Contesting the National Beverage: Wine, Beer, and the Battle over “Foreign” Tastes and Habits in Interwar Italy

IN ENGLISH
REMOTELY
TIME: 6pm – 7.30PM
BY: Brian J Griffith
This seminar analyzes the struggles between the Italian winemaking and brewing industries over the shaping of bourgeois Italian tastes and habits during the interwar decades. In the early 1920s, Fascist Italy’s Industrial Wine Lobby began unveiling a wide range of public relations and collective marketing campaigns, which were aimed at forging new “fashions” among the country’s wayward middle- and upper-class consumers.
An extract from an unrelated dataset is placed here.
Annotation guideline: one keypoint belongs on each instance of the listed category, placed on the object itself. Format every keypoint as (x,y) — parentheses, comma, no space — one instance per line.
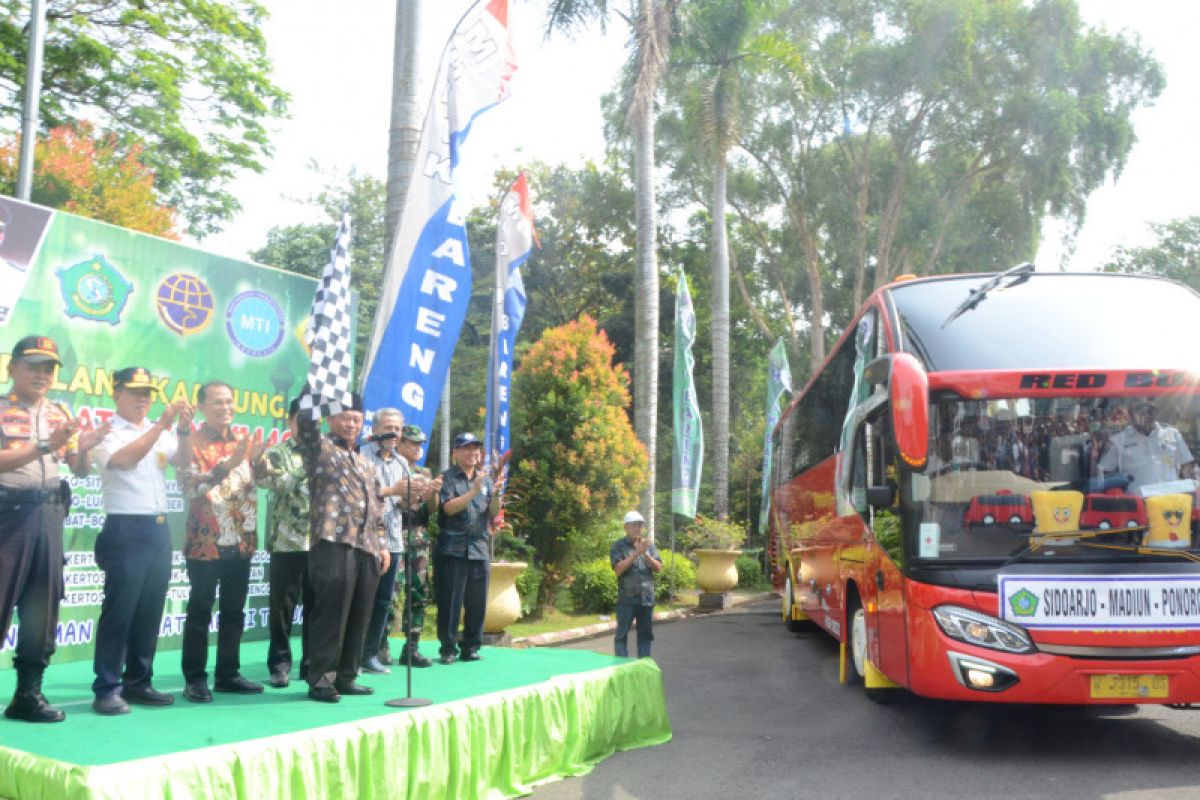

The pro-wine lobby’s efforts, however, were obstructed by a variety of political and commercial challenges, including growing competition with various “foreign” beverage industries, such as coffee, cocktails and, above all, beer. Between 1929 and 1931, the Italian brewers’ commercial lobbying organization, the National Beer Propaganda Consortium, launched two ambitious collective marketing campaigns of its own, which were centered on discursively intertwining the beverage’s consumption with bourgeois sociability, domesticity and “Italian” identity.
Unwilling to yield any commercial ground to domestic brewers, Italy’s Industrial Wine Lobby launched a wide-ranging follow-up marketing campaign in order to both defend “the world’s vineyard from the invasion of semi-barbarian preferences,” as one wine lobbyist colorfully phrased it in 1935, and, equally as important, to reposition Italian wine as a wholesome and fashionable “national beverage” within the eyes of the country’s middle and upper classes. By exploring these industries’ conflicts over the definition and articulation of “Italian” taste and style during Fascism’s 20 years in power in Italy, this study aims to shed further light on the myriad, and oftentimes complex, relationships between popular consumption, industrial “fashion” dynamics and national identity.
We have adapted the organization of Seminars and Conferences in respect of the government health provisions to guarantee strict compliance from all those involved in the academic experience (students, teachers, administrative staff), in an effort to safeguard everyone’s safety.
For this reason all the conferences will take place remotely and will be recorded; each of them will have a virtual classroom available on the BlackBoard e-learning platform.